I started flashing back to Malcolm Gladwell’s article on the illusion of social media as the lynchpin of new activist movements . I know that comparing a magazine funding drive to something as high-stakes as a revolution is foolish at best and narcissistic at worse, but the idea of weak community ties diluted from an expanding number of online friends or followers made me fear that my campaign was filled with fraught little social connections that would produce buzz but not pledges. The one thing I did take away from the article was in the need to make a central team of sorts to push things forward. I started personally emailing or messaging people to help instead of posting status messages, not only to convince them to pledge but to convince others to. Despite that there wasn’t much improvement.

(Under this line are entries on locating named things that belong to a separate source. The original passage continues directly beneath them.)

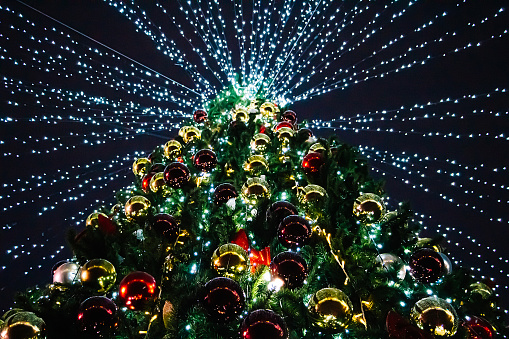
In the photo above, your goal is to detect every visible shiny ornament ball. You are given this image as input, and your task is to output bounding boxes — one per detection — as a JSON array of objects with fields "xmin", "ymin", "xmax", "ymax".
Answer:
[
  {"xmin": 270, "ymin": 252, "xmax": 308, "ymax": 289},
  {"xmin": 376, "ymin": 253, "xmax": 407, "ymax": 280},
  {"xmin": 193, "ymin": 149, "xmax": 217, "ymax": 172},
  {"xmin": 133, "ymin": 158, "xmax": 151, "ymax": 176},
  {"xmin": 302, "ymin": 152, "xmax": 325, "ymax": 175},
  {"xmin": 193, "ymin": 109, "xmax": 208, "ymax": 124},
  {"xmin": 410, "ymin": 297, "xmax": 458, "ymax": 337},
  {"xmin": 53, "ymin": 261, "xmax": 80, "ymax": 286},
  {"xmin": 118, "ymin": 271, "xmax": 158, "ymax": 311},
  {"xmin": 80, "ymin": 259, "xmax": 117, "ymax": 294},
  {"xmin": 212, "ymin": 244, "xmax": 249, "ymax": 279},
  {"xmin": 265, "ymin": 201, "xmax": 298, "ymax": 228},
  {"xmin": 281, "ymin": 110, "xmax": 297, "ymax": 125},
  {"xmin": 214, "ymin": 183, "xmax": 239, "ymax": 205},
  {"xmin": 164, "ymin": 140, "xmax": 182, "ymax": 159},
  {"xmin": 462, "ymin": 316, "xmax": 495, "ymax": 339},
  {"xmin": 76, "ymin": 297, "xmax": 117, "ymax": 338},
  {"xmin": 201, "ymin": 277, "xmax": 245, "ymax": 323},
  {"xmin": 308, "ymin": 288, "xmax": 353, "ymax": 333},
  {"xmin": 0, "ymin": 311, "xmax": 46, "ymax": 339},
  {"xmin": 277, "ymin": 215, "xmax": 311, "ymax": 248},
  {"xmin": 409, "ymin": 248, "xmax": 445, "ymax": 284},
  {"xmin": 125, "ymin": 195, "xmax": 150, "ymax": 220},
  {"xmin": 164, "ymin": 162, "xmax": 191, "ymax": 188},
  {"xmin": 152, "ymin": 213, "xmax": 180, "ymax": 244},
  {"xmin": 240, "ymin": 310, "xmax": 289, "ymax": 339},
  {"xmin": 353, "ymin": 193, "xmax": 386, "ymax": 224}
]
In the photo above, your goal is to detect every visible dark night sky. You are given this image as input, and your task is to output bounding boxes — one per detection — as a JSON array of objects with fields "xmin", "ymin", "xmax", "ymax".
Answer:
[{"xmin": 0, "ymin": 0, "xmax": 509, "ymax": 314}]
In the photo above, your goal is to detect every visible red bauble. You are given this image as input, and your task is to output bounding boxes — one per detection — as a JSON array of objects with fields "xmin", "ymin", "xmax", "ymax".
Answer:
[
  {"xmin": 302, "ymin": 152, "xmax": 325, "ymax": 174},
  {"xmin": 409, "ymin": 248, "xmax": 445, "ymax": 284},
  {"xmin": 385, "ymin": 311, "xmax": 433, "ymax": 339},
  {"xmin": 277, "ymin": 215, "xmax": 311, "ymax": 248},
  {"xmin": 281, "ymin": 110, "xmax": 297, "ymax": 125},
  {"xmin": 240, "ymin": 310, "xmax": 288, "ymax": 339},
  {"xmin": 265, "ymin": 201, "xmax": 298, "ymax": 228},
  {"xmin": 193, "ymin": 109, "xmax": 208, "ymax": 123},
  {"xmin": 274, "ymin": 121, "xmax": 293, "ymax": 131},
  {"xmin": 76, "ymin": 297, "xmax": 117, "ymax": 338},
  {"xmin": 193, "ymin": 149, "xmax": 217, "ymax": 172},
  {"xmin": 270, "ymin": 252, "xmax": 308, "ymax": 289},
  {"xmin": 214, "ymin": 184, "xmax": 239, "ymax": 205},
  {"xmin": 164, "ymin": 162, "xmax": 191, "ymax": 188},
  {"xmin": 463, "ymin": 316, "xmax": 495, "ymax": 339},
  {"xmin": 118, "ymin": 271, "xmax": 158, "ymax": 311},
  {"xmin": 201, "ymin": 277, "xmax": 245, "ymax": 323},
  {"xmin": 152, "ymin": 213, "xmax": 179, "ymax": 244}
]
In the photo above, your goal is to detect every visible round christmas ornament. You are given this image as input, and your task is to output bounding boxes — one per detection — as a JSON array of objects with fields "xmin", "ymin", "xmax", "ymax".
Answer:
[
  {"xmin": 164, "ymin": 162, "xmax": 191, "ymax": 188},
  {"xmin": 376, "ymin": 253, "xmax": 407, "ymax": 280},
  {"xmin": 277, "ymin": 215, "xmax": 311, "ymax": 248},
  {"xmin": 0, "ymin": 311, "xmax": 46, "ymax": 339},
  {"xmin": 308, "ymin": 288, "xmax": 353, "ymax": 333},
  {"xmin": 409, "ymin": 248, "xmax": 445, "ymax": 284},
  {"xmin": 232, "ymin": 108, "xmax": 249, "ymax": 123},
  {"xmin": 353, "ymin": 193, "xmax": 386, "ymax": 224},
  {"xmin": 462, "ymin": 316, "xmax": 495, "ymax": 339},
  {"xmin": 53, "ymin": 261, "xmax": 80, "ymax": 286},
  {"xmin": 281, "ymin": 110, "xmax": 297, "ymax": 126},
  {"xmin": 270, "ymin": 252, "xmax": 308, "ymax": 289},
  {"xmin": 179, "ymin": 126, "xmax": 201, "ymax": 144},
  {"xmin": 299, "ymin": 185, "xmax": 327, "ymax": 204},
  {"xmin": 410, "ymin": 297, "xmax": 458, "ymax": 337},
  {"xmin": 125, "ymin": 195, "xmax": 150, "ymax": 220},
  {"xmin": 242, "ymin": 177, "xmax": 270, "ymax": 203},
  {"xmin": 201, "ymin": 277, "xmax": 245, "ymax": 323},
  {"xmin": 214, "ymin": 183, "xmax": 239, "ymax": 205},
  {"xmin": 76, "ymin": 297, "xmax": 117, "ymax": 338},
  {"xmin": 251, "ymin": 133, "xmax": 270, "ymax": 153},
  {"xmin": 244, "ymin": 154, "xmax": 269, "ymax": 173},
  {"xmin": 212, "ymin": 244, "xmax": 249, "ymax": 279},
  {"xmin": 80, "ymin": 259, "xmax": 117, "ymax": 294},
  {"xmin": 240, "ymin": 310, "xmax": 288, "ymax": 339},
  {"xmin": 193, "ymin": 149, "xmax": 217, "ymax": 172},
  {"xmin": 164, "ymin": 140, "xmax": 182, "ymax": 159},
  {"xmin": 152, "ymin": 213, "xmax": 180, "ymax": 244},
  {"xmin": 265, "ymin": 201, "xmax": 298, "ymax": 228},
  {"xmin": 302, "ymin": 152, "xmax": 325, "ymax": 175},
  {"xmin": 149, "ymin": 172, "xmax": 166, "ymax": 193},
  {"xmin": 118, "ymin": 271, "xmax": 158, "ymax": 311},
  {"xmin": 133, "ymin": 158, "xmax": 150, "ymax": 176},
  {"xmin": 193, "ymin": 109, "xmax": 208, "ymax": 124}
]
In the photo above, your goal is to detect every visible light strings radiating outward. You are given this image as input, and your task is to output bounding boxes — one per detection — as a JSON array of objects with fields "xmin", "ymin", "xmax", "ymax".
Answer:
[{"xmin": 0, "ymin": 0, "xmax": 509, "ymax": 318}]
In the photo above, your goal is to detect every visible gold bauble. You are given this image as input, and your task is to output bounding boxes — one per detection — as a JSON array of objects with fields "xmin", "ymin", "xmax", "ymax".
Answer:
[
  {"xmin": 179, "ymin": 126, "xmax": 201, "ymax": 144},
  {"xmin": 85, "ymin": 212, "xmax": 108, "ymax": 228},
  {"xmin": 260, "ymin": 102, "xmax": 279, "ymax": 118},
  {"xmin": 149, "ymin": 172, "xmax": 167, "ymax": 193},
  {"xmin": 133, "ymin": 158, "xmax": 151, "ymax": 177},
  {"xmin": 353, "ymin": 193, "xmax": 386, "ymax": 224},
  {"xmin": 308, "ymin": 288, "xmax": 353, "ymax": 333},
  {"xmin": 410, "ymin": 297, "xmax": 458, "ymax": 337},
  {"xmin": 242, "ymin": 177, "xmax": 270, "ymax": 203},
  {"xmin": 212, "ymin": 244, "xmax": 249, "ymax": 278},
  {"xmin": 80, "ymin": 259, "xmax": 117, "ymax": 294},
  {"xmin": 232, "ymin": 107, "xmax": 249, "ymax": 123},
  {"xmin": 299, "ymin": 185, "xmax": 327, "ymax": 204},
  {"xmin": 125, "ymin": 195, "xmax": 150, "ymax": 220},
  {"xmin": 0, "ymin": 311, "xmax": 46, "ymax": 339},
  {"xmin": 244, "ymin": 154, "xmax": 269, "ymax": 173},
  {"xmin": 164, "ymin": 140, "xmax": 182, "ymax": 160},
  {"xmin": 251, "ymin": 133, "xmax": 270, "ymax": 152}
]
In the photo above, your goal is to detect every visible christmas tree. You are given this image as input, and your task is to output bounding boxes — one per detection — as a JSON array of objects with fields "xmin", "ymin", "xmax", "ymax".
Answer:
[{"xmin": 2, "ymin": 87, "xmax": 504, "ymax": 339}]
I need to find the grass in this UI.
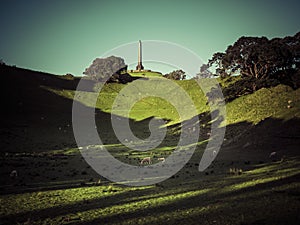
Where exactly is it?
[0,159,300,224]
[0,64,300,225]
[129,71,162,78]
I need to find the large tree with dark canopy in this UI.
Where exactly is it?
[199,32,300,101]
[164,70,186,80]
[83,56,130,82]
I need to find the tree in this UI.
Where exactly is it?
[200,32,300,99]
[83,56,127,81]
[164,70,186,80]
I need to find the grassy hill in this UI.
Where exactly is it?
[0,66,300,225]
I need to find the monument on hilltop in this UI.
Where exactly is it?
[136,40,144,71]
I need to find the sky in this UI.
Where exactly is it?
[0,0,300,75]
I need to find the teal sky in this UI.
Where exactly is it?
[0,0,300,75]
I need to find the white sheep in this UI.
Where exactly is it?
[212,150,217,157]
[141,157,152,165]
[157,157,166,162]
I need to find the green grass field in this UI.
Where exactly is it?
[0,66,300,225]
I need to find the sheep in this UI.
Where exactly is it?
[140,157,152,165]
[10,170,18,177]
[269,152,277,158]
[157,157,166,162]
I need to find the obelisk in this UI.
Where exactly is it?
[136,40,144,71]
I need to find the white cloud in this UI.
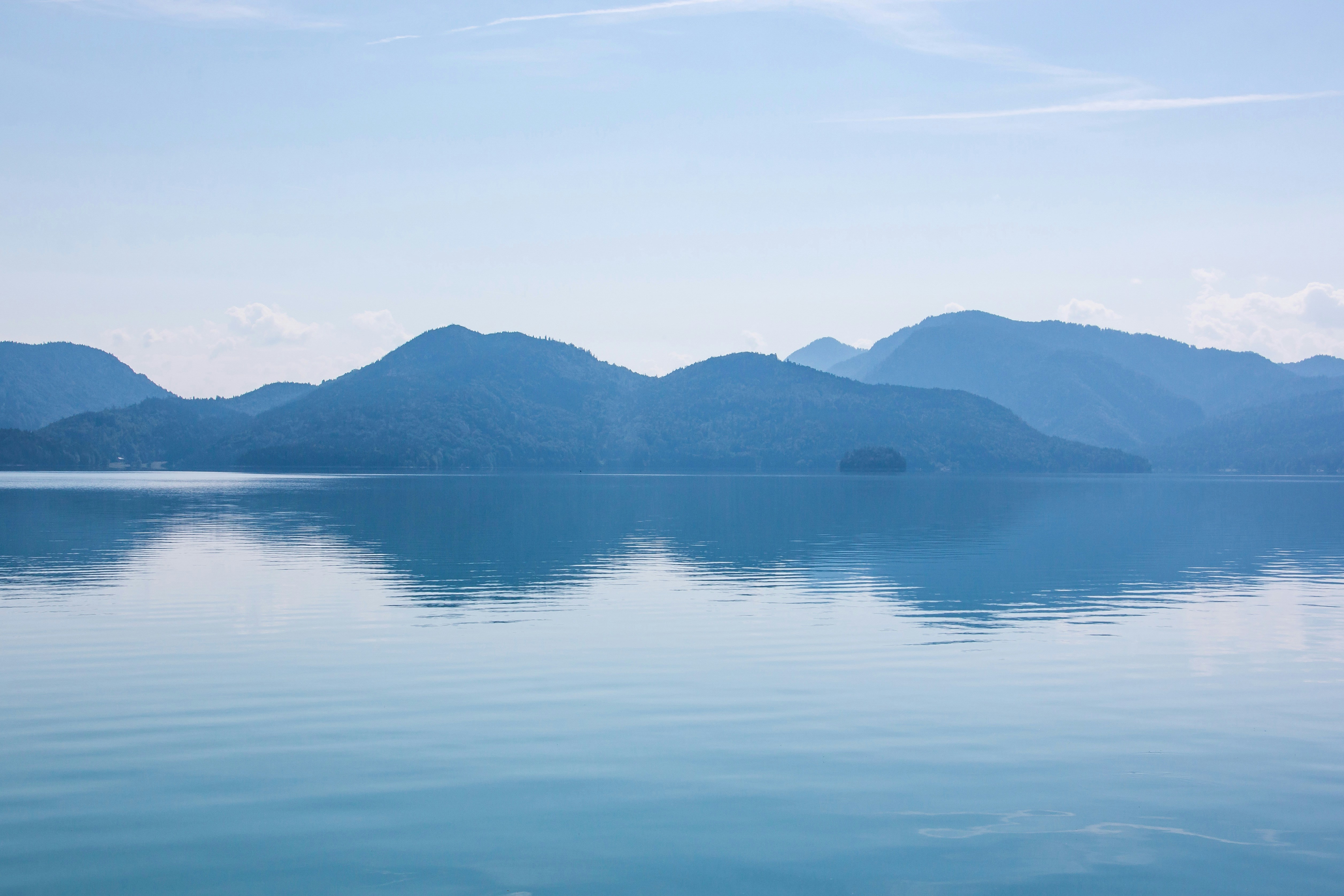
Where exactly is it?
[1059,298,1119,326]
[1187,270,1344,361]
[101,302,407,396]
[225,302,319,345]
[862,90,1340,122]
[349,308,410,345]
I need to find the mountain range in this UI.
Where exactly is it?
[789,312,1344,472]
[0,342,169,430]
[0,326,1148,472]
[0,312,1344,473]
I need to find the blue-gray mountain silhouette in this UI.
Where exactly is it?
[829,312,1344,453]
[0,326,1148,472]
[0,342,169,430]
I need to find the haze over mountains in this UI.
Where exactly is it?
[0,326,1148,472]
[0,312,1344,473]
[790,312,1344,472]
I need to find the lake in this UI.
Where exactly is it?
[0,473,1344,896]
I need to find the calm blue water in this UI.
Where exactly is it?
[0,474,1344,896]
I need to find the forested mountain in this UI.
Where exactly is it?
[0,326,1148,472]
[0,342,169,430]
[783,336,866,371]
[608,353,1146,472]
[829,312,1344,450]
[1148,389,1344,474]
[0,396,253,470]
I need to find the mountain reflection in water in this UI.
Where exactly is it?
[0,473,1344,896]
[0,474,1344,627]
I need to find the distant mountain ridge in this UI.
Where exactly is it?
[783,336,867,371]
[0,326,1148,472]
[795,312,1344,451]
[1280,355,1344,376]
[0,342,172,430]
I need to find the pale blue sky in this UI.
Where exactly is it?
[0,0,1344,395]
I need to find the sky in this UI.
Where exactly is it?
[0,0,1344,396]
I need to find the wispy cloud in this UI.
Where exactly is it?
[48,0,332,28]
[447,0,735,34]
[852,90,1340,122]
[447,0,1134,81]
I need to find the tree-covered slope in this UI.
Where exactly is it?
[211,326,648,469]
[609,353,1148,472]
[783,336,864,371]
[829,312,1344,450]
[0,342,169,430]
[1145,389,1344,474]
[870,326,1204,450]
[34,398,253,469]
[0,326,1148,472]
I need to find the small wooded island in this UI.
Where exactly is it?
[840,446,906,473]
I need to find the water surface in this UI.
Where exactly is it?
[0,473,1344,896]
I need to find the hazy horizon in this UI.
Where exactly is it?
[0,0,1344,395]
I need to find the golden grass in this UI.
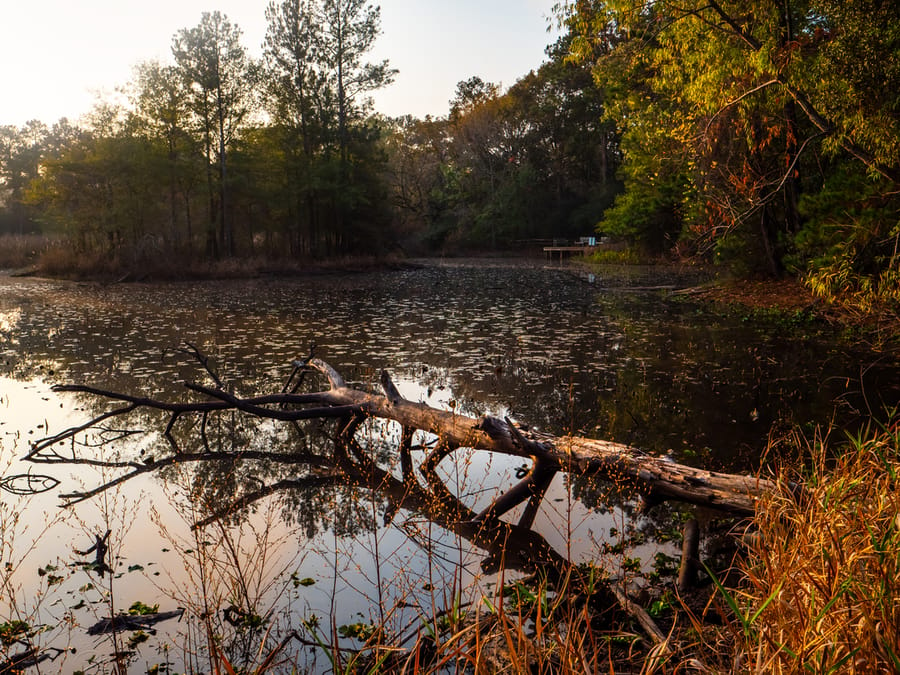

August 11 – August 16: …until an incredibly generous donation from a family member of Cram cohort Phil “Advocate of Truth” Schmitte made a 200 dollar pledge! Phil is the strongest proponent of the magazine since day one (or maybe three, but that’s just getting into unnecessary details) and with his help started a steady incline from that point forward, reaching to a 56% funded status (compared to the 32% it was stuck at) for the rest of this period. 9 backers pledged, the largest one for 200 dollars.
August 17 – August 24: Another moment of punctuated funding occurred with a large pledge, but this was an interesting one. The backer originally pledged for 30 dollars back in when the drive started, but adjusted the number to 100 in the next period. Another adjustment was made, this time for 200 dollars The backer was most likely trying to match the highest bidder as they came along. Regardless, this pledge still wasn’t the largest one during the course of the fund drive.
August 25: Cindy sent a text saying “We are funded.” I rushed to my computer ( by which meant that I swiveled my chair from my laptop sitting on the edge of my bed to my desktop right next to me) and saw that on the project home page an anonymous backer pledged two hundred and fifty four dollars. We were now 100% funded; the generosity of the 35 backers up until then would not be in vain. I blasted posts from my personal Facebook account, the Cram FB page, and the Cram Twitter asking who was the mysterious donor. I asked Gwen if it was her, which she denied. I asked my friends back home. I almost asked my coworkers, thinking that they were giving me a going away present seeing as I was leaving the company soon, but I doubted that was the case. Cindy told me that at first anonymous backer pledge 360 dollars, but then adjusted it back to just enough to get the funding. I wonder why the anonymous backer made that$1o6 drop, not that I’m complaining about it. My questions will eventually be answered when we ship the requested copy of the magazine, but I still have moments where I want to interrogate people Jack Bauer style until they tell me where the money came from.
August 26 – 31: The subsequent six backers added an additional 151 dollars. They consisted of family members and one from Sense Nassy, whose poem “BAD CREDIT” will appear in issue 2. Here’s the list of all the people contributing to issue 2 were backers:
So, at the end it took the generosity and straight up awesomeness of 42 backers to get Cram Magazine into a new level of operations. We’ll have future fundraisers of course, and what I learned will definitely help in creating and meeting our goals. There’s already buzz from the project (you can see my nasty mug along with photographer JJ Casas on his You Kickstarted Me project). Now it’s just a matter of figuring out how to step it up again.